Added another board member: “Why isn’t the Legislature helping us with these mandates?”

Michael Scarneo, a Dover school board member, said data and guidance come out of the state Department of Education in “dribs and drabs,” leaving schools scrambling to make plans.

“It doesn’t appear that anyone has thought this through,” said Scarneo.

The targets of the pleas yesterday were hardly unsympathetic, at least those who showed up. Just three legislators attended the workshop, as well as one before held it that was hosted by the Garden State Coalition of Schools, an organization of mostly suburban districts.

But the legislators -- two Democrats and a Republican -- each concurred with the frustrations they are hearing from constituents over the wave of education changes.

Maybe most notable was the Republican in the group, state Assemblyman Dave Wolfe (R-Ocean), who said even Republicans like himself are hearing little from the administration or the State Board of Education about their plans.

“We don’t have any contact with any of those people,” Wolfe said. “We don’t know about initiatives until they happen, and then we are reacting to them.”

State Assemblywoman Mila Jasey (D-Essex) said the frustrations haven’t been so much over the goals of the administration, but over the way they have been rolled out.

Jasey had sought a resolution calling for a delay in the implementation of new teacher evaluation requirements, but even as a nonbinding vote, the Democratic leadership never posted it for action by the Legislature.

Still, Jasey said yesterday said that she will seek in coming months to address whether the Christie administration’s implementation and regulations are in keeping with the new tenure law.

“What I’m hearing from districts and administrators is the department does not grasp the impact of the changes,” she said.

A dominant topic was what has been a political third rail for legislators: the Christie administration’s unilateral imposition in 2010 of salary caps on school superintendents. The salary cap of no more than $175,000 for superintendents in a vast majority of districts has been criticized for driving dozens of veteran leaders out of the state, or at least into retirement.

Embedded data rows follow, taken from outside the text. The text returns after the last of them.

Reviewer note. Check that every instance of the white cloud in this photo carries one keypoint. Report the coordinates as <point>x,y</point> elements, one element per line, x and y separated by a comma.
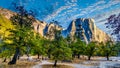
<point>56,13</point>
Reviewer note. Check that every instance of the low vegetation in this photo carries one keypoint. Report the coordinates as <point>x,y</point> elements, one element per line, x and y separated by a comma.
<point>20,39</point>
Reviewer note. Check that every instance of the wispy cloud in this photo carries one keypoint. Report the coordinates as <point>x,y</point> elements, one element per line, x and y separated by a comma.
<point>68,5</point>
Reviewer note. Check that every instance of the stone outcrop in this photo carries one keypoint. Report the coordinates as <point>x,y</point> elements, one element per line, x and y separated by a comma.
<point>83,28</point>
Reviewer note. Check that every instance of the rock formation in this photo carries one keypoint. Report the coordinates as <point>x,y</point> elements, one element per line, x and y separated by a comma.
<point>86,30</point>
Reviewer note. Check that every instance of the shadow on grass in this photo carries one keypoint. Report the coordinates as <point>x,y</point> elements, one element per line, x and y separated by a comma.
<point>58,66</point>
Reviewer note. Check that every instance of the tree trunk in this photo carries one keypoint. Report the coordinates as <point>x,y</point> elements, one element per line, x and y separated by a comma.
<point>89,57</point>
<point>14,59</point>
<point>107,57</point>
<point>55,64</point>
<point>49,56</point>
<point>78,56</point>
<point>38,56</point>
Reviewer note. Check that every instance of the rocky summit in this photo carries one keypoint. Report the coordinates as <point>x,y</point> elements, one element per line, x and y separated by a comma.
<point>84,28</point>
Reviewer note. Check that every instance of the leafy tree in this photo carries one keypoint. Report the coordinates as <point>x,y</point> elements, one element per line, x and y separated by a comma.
<point>78,48</point>
<point>61,50</point>
<point>38,45</point>
<point>90,49</point>
<point>22,32</point>
<point>107,49</point>
<point>114,24</point>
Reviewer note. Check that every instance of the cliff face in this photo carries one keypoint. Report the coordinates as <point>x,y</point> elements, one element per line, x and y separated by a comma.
<point>86,30</point>
<point>83,28</point>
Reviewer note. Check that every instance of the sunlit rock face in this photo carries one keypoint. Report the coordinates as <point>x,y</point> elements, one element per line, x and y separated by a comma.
<point>49,31</point>
<point>86,30</point>
<point>83,28</point>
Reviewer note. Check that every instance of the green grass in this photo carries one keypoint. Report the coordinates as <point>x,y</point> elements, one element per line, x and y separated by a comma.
<point>58,66</point>
<point>4,25</point>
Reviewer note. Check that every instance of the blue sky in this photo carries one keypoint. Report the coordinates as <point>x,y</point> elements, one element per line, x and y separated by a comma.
<point>64,11</point>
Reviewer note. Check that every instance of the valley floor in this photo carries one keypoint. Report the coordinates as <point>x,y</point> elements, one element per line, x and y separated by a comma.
<point>98,62</point>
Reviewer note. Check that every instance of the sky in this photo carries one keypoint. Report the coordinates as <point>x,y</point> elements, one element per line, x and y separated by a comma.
<point>64,11</point>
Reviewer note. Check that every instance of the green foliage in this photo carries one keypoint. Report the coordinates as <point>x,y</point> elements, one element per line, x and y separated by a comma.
<point>60,49</point>
<point>78,47</point>
<point>107,49</point>
<point>90,49</point>
<point>38,45</point>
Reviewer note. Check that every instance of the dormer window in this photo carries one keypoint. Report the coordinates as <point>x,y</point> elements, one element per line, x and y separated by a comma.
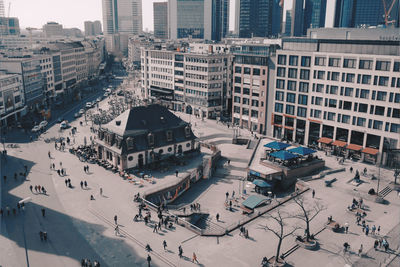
<point>169,136</point>
<point>150,139</point>
<point>187,131</point>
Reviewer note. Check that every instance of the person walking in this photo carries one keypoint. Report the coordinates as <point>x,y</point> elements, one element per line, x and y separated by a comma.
<point>148,259</point>
<point>180,251</point>
<point>194,258</point>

The school boards association said it is currently surveying districts for hard data on the impact of the cap, and would present its findings in the next month.

The legislators on hand didn’t add much yesterday, saying that they would be open to at least some differentiating between parts of the state where the cost of living is higher. But the caps were imposed by regulation, and the Legislature has so far had little say – and has preferred to keep it that way.

Commenting on issues on which they have more influence, state Sen. Jim Whelan (D-Atlantic), an educator, said he and his colleagues are “collectively rolling our eyes” at all the changes being required of teachers through the state’s teacher tenure law, known as TEACHNJ.

“It is not an exaggeration to say that people are willing to bail on this,” said Whelan, an elementary school teacher who also is former mayor of Atlantic City. “It is just overwhelming.”

Still, he also added a word of caution, if not a little resignation, having seen similar waves of reform before.

“This one size fits all approach doesn’t work, it won’t work, and I guarantee in three or four years, we’ll see a change to something else,” Whelan said.